Add more [[chains]] blocks for multi-chain; each can use a different provider and plan. source.kind picks the LogSource/CostModel impl; [chains.source.limits] sets the plan caps that the client self-tunes against.

Field reference — full table of every non-obvious knob

Only fields whose meaning isn't obvious from the example are listed; anything not shown takes the default above.

[indexer]

Field	Default	Meaning
`batch_size`	500	Rows per decoder upsert batch into Postgres.
`range_concurrency`	4	getLogs ranges fetched concurrently during backfill. Higher fills the rate budget faster; does not change call count or `$spent`.
`aux_concurrency`	8	Per-range concurrent `getBlockByNumber`/`getTransactionReceipt` calls. The dominant wall-clock win at ~1 matched tx/block; rps-gated, so volume is unchanged.
`tip_interval_secs`	6	Poll cadence at the tip for `run`/`follow` when WS is unavailable. CLI `--interval` overrides.
`metrics_listen`	(unset)	Address for the Prometheus `/metrics` scrape endpoint (e.g. `0.0.0.0:9090`). Omit to disable the exporter. Honoured by every `indexer` command and `indexer-query`.

[queue]

Field	Default	Meaning
`poll_ms`	50	Worker poll interval while items keep coming.
`poll_idle_ms`	1000	Slower poll workers back off to when a pull returns nothing; snaps back to `poll_ms` once work resumes.

[query]

Field	Default	Meaning
`expose`	`finalized`	Read watermark. `finalized` hides rows inside the `confirmations` window (reorg-unsafe); `provisional` exposes them.
`cache_ttl_ms`	1000	TTL of the in-process read cache over the query path. `0` disables caching entirely.

[[chains]]

Field	Default	Meaning
`kind`	`evm`	Chain family — selects the chain adapter. `evm` is the only kind built today. Distinct from `source.kind` (the RPC provider).
`confirmations`	12	Depth of the unfinalized window. Reorgs are only acted on (and `finalized` reads hidden) within this many blocks of the tip.

There is no chain-level start_block — the scan start is derived from the contracts (see below).

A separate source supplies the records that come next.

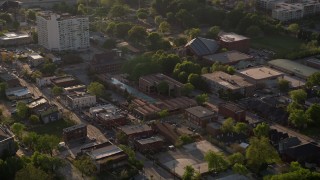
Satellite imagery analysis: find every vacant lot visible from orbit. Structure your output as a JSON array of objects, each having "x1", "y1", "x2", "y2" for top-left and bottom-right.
[{"x1": 251, "y1": 35, "x2": 303, "y2": 56}]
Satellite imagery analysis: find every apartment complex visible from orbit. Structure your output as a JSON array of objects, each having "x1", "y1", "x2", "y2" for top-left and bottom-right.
[
  {"x1": 62, "y1": 124, "x2": 87, "y2": 143},
  {"x1": 256, "y1": 0, "x2": 320, "y2": 21},
  {"x1": 37, "y1": 12, "x2": 90, "y2": 51},
  {"x1": 202, "y1": 71, "x2": 254, "y2": 96},
  {"x1": 66, "y1": 92, "x2": 97, "y2": 109},
  {"x1": 184, "y1": 106, "x2": 215, "y2": 128},
  {"x1": 139, "y1": 73, "x2": 183, "y2": 97}
]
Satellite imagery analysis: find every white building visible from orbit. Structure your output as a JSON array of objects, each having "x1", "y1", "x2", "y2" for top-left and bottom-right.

[chains.source] / [chains.source.limits] — the PlanProfile. Omit the limits block to take built-in defaults; otherwise set your plan's real caps so the client self-tunes without tripping provider 429s.

Field	Meaning
`kind`	Provider impl: `alchemy`, `quicknode`, `generic_rpc`, `free_node`. Picks both the RPC client and its `CostModel`.
`ws`	WS endpoint. Present → tip tracked via `eth_subscribe`; absent → poll fallback (`tip_interval_secs`).
`max_rps` / `max_cu_per_sec`	Token-bucket ceilings on request rate and Alchemy compute-units/sec.
`max_batch`	Largest JSON-RPC batch the plan accepts (block/receipt lookups are packed up to this).
`max_getlogs_blocks`	getLogs range — seeded here and shrunk only on result-cap hits. Free tiers are small (e.g. 10); paid tiers allow 2000+.
`max_getlogs_results`	Result-count cap. A page that hits it makes the range halve and retry, down to a single block.
`monthly_quota_cu`	Free monthly CU/credit allotment. Feeds the `SpendLedger` guard that slows/stops before the allotment is blown.

[[chains.contracts]]

Field	Required	Meaning
`address`	yes	Contract address (checksummed or lowercase). All addresses on a chain are unioned into one getLogs filter.
`abi`	yes	Path to the ABI JSON, relative to `config.toml`. Only `event` (and, if `functions` is set, `function`) entries are read.
`events`	no	ABI event names to index, exact match. Omit to index all events in the ABI. Each event → one table.
`functions`	no	ABI function names whose tx calldata to decode into columns. Omit/empty = decode no calldata.
`start_block`	≥1 per chain	Earliest block to scan for this contract. The chain's scan start is the minimum across its contracts; config validation fails if no contract sets one.
`table`	no	Override the generated table name (default `evt_<contract>_<event>`).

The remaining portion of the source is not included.